Nicholas Long and Jeremy Becnel at Stephen F Austin State University

Who would you say is the target audience for this article?

Undergraduate mathematics education researchers, undergraduate mathematics instructors, and mathematics education researchers on virtual reality.

What is the big problem you hoped to address with this article?

Multivariable calculus presents specific issues of visualizing 3-dimensional (and higher) mathematical objects. Traditional media of books and chalkboards are limited in being inherently 2-dimensional. This paper examined the design and usage of virtual reality modules for multivariable calculus that can create immersive 3-dimensional experiences for students.

The abstract describes some of the key ideas in the article:

Virtual reality (VR) research in mathematics education has centered largely on geometry content.

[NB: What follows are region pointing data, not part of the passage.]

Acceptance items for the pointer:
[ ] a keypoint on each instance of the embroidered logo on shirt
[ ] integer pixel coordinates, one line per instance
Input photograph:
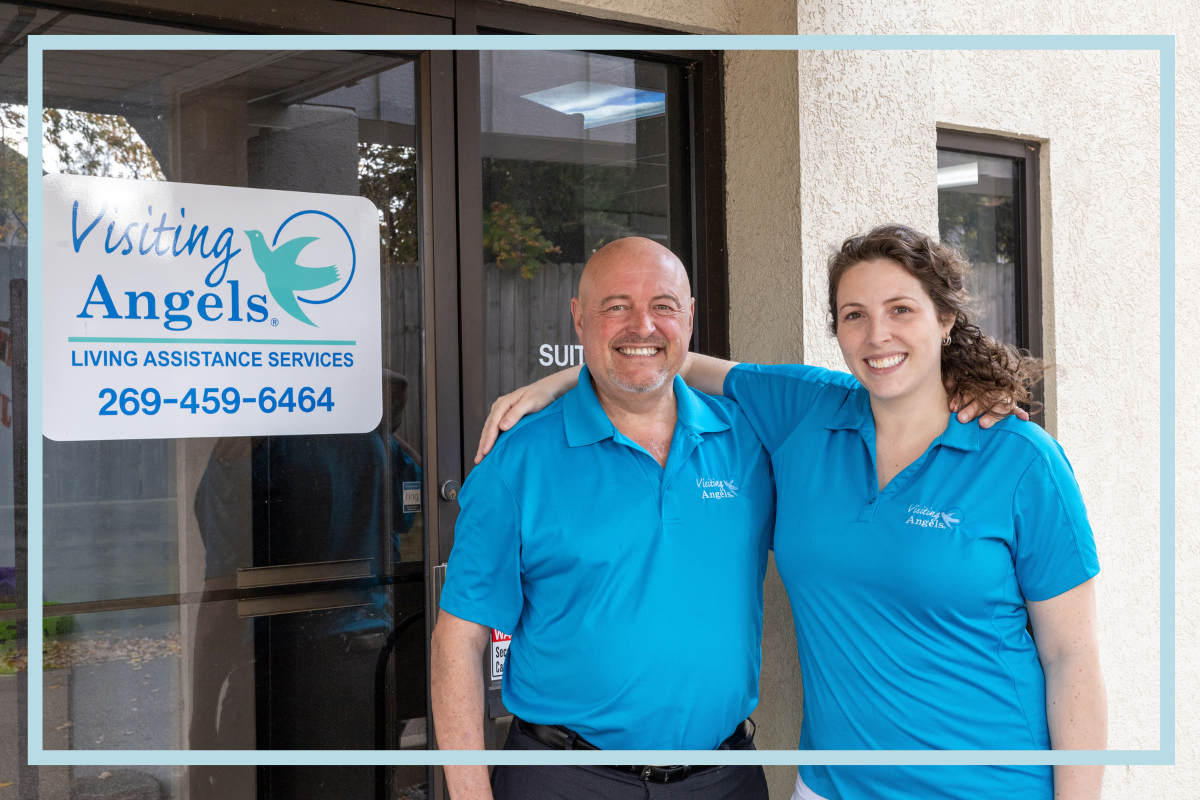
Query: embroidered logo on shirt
(927, 517)
(715, 489)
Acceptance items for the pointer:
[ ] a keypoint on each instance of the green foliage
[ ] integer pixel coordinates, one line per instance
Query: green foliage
(960, 215)
(99, 144)
(388, 178)
(13, 174)
(515, 241)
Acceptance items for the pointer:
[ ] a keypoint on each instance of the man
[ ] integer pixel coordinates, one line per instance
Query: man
(621, 535)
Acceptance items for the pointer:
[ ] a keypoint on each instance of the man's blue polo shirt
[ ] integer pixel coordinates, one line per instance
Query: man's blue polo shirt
(910, 603)
(633, 593)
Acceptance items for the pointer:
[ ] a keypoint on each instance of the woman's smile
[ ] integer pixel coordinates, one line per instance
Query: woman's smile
(882, 365)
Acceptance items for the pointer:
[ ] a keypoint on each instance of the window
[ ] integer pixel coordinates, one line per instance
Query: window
(988, 208)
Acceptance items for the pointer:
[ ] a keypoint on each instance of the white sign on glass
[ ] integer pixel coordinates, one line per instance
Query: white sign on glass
(177, 310)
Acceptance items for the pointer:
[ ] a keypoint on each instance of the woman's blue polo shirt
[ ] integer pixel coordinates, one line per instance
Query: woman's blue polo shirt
(910, 602)
(633, 591)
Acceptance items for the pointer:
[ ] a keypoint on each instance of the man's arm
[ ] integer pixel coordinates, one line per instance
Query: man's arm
(457, 685)
(1077, 703)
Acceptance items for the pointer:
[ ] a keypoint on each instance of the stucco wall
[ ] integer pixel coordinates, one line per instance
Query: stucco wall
(861, 146)
(868, 125)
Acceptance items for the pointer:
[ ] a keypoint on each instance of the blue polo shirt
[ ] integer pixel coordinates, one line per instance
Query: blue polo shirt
(633, 591)
(910, 602)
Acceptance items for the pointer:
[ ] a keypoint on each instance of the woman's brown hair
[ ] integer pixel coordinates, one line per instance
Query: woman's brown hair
(979, 366)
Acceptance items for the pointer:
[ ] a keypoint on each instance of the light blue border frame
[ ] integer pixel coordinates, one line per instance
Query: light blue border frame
(1163, 44)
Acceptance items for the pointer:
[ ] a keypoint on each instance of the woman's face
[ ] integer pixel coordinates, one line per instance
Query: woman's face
(888, 330)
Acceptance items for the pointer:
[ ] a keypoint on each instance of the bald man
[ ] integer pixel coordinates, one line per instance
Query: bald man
(621, 536)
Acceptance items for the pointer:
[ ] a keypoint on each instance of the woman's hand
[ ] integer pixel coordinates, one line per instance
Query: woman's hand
(970, 408)
(508, 409)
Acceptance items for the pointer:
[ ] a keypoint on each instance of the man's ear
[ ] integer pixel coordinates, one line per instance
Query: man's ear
(577, 317)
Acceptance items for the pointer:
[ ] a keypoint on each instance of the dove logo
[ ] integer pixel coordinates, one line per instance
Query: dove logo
(714, 488)
(925, 517)
(309, 262)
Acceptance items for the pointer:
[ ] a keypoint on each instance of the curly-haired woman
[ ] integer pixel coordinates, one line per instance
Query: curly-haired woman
(918, 552)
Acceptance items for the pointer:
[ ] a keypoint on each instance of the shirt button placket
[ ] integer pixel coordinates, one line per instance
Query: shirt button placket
(868, 512)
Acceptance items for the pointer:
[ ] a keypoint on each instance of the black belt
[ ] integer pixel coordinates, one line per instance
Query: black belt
(561, 738)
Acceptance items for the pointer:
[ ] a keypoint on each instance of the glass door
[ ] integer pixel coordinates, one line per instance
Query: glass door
(263, 591)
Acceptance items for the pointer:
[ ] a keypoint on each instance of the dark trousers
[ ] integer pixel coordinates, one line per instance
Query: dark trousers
(523, 782)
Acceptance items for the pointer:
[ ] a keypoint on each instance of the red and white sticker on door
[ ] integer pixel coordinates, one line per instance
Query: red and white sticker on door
(499, 653)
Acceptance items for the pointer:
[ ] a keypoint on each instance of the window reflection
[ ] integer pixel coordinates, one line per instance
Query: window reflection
(976, 208)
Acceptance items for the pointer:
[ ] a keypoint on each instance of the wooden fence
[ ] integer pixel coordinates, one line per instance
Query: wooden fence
(528, 331)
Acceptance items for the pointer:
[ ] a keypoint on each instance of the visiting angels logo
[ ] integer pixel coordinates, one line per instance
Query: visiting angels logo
(927, 517)
(313, 269)
(713, 488)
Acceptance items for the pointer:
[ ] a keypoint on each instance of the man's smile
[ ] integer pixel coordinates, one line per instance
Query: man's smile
(641, 350)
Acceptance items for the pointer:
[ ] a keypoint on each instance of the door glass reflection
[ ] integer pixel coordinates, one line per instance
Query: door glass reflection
(273, 585)
(577, 149)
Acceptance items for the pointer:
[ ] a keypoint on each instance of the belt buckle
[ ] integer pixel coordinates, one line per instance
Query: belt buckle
(669, 774)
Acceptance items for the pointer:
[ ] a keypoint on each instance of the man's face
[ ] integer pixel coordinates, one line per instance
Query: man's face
(634, 316)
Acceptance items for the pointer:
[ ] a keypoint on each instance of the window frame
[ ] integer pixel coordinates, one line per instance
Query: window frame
(1029, 232)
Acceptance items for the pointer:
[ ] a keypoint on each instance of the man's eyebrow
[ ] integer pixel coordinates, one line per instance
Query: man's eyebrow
(615, 296)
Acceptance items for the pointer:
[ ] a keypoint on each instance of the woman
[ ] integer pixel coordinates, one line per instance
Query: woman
(916, 549)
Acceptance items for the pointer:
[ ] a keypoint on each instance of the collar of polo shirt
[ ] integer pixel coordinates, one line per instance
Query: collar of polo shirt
(587, 422)
(856, 415)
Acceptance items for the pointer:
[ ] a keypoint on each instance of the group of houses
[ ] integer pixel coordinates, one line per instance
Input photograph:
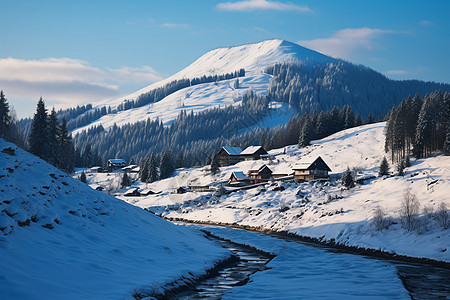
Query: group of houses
(302, 171)
(115, 165)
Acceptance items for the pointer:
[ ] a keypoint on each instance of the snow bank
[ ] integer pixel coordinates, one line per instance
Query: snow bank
(61, 239)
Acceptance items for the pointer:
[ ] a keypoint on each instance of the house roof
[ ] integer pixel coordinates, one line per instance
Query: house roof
(232, 150)
(239, 175)
(117, 161)
(262, 167)
(250, 150)
(307, 164)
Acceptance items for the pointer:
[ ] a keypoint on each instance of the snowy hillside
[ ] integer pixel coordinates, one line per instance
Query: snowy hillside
(252, 57)
(60, 239)
(323, 209)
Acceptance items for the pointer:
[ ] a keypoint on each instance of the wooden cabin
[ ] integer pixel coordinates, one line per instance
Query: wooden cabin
(229, 156)
(253, 153)
(115, 164)
(200, 188)
(238, 178)
(311, 170)
(263, 173)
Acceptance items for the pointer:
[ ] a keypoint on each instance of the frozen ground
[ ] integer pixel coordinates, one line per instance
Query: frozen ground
(322, 210)
(60, 239)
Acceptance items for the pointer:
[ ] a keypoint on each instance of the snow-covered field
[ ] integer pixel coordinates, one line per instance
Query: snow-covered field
(322, 209)
(252, 57)
(60, 239)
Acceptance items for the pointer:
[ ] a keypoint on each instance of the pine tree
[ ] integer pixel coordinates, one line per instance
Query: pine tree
(236, 84)
(38, 139)
(384, 167)
(143, 170)
(53, 139)
(83, 177)
(88, 157)
(215, 164)
(152, 169)
(401, 168)
(358, 120)
(369, 119)
(306, 133)
(125, 180)
(5, 117)
(347, 179)
(66, 150)
(447, 142)
(166, 166)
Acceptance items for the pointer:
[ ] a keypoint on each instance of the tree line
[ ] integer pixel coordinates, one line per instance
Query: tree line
(323, 86)
(419, 126)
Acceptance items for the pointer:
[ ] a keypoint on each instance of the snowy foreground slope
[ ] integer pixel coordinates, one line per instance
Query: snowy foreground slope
(252, 57)
(323, 210)
(60, 239)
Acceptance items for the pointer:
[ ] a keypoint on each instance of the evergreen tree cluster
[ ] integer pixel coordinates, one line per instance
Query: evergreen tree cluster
(50, 140)
(9, 126)
(158, 94)
(321, 87)
(420, 126)
(194, 136)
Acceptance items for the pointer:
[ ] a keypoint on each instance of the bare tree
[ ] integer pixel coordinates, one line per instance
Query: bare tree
(409, 211)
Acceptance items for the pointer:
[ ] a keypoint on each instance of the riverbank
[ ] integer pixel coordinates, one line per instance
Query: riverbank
(323, 243)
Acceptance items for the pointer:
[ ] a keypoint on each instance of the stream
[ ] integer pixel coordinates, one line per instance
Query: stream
(299, 271)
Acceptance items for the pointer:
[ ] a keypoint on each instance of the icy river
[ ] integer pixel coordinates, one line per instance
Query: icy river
(288, 269)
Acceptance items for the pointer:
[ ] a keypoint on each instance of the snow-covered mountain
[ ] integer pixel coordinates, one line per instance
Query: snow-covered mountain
(252, 57)
(323, 210)
(60, 239)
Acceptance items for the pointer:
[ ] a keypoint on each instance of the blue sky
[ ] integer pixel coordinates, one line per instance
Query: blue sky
(77, 52)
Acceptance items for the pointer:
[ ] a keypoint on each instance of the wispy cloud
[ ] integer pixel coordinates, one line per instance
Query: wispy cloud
(175, 25)
(347, 42)
(396, 72)
(66, 80)
(426, 23)
(251, 5)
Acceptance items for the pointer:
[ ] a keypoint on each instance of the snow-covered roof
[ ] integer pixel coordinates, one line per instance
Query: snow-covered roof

This paper contributes by describing VR modules developed for another area that heavily involves 3-dimensional objects: multivariable calculus. This paper also contributes by describing an empirical study on students’ experiences inside the VR modules through student(conceptual) noticing. One finding was that colorful objects had moderate associated conceptual noticing, but that accompanying animation drastically improved the conceptual noticing. Symbolic and textual elements were conceptually noticed much less. While narration was meant to guide the students’ noticing, it often did not produce the conceptual noticing intended, though animation again was a key factor. The conceptual noticing was also found to be connected to the students’ emerging understandings of the mathematical ideas discussed in the modules. We end by discussing implications for (a) designing VR modules generally, and for (b) learning specific mathematical content within VR.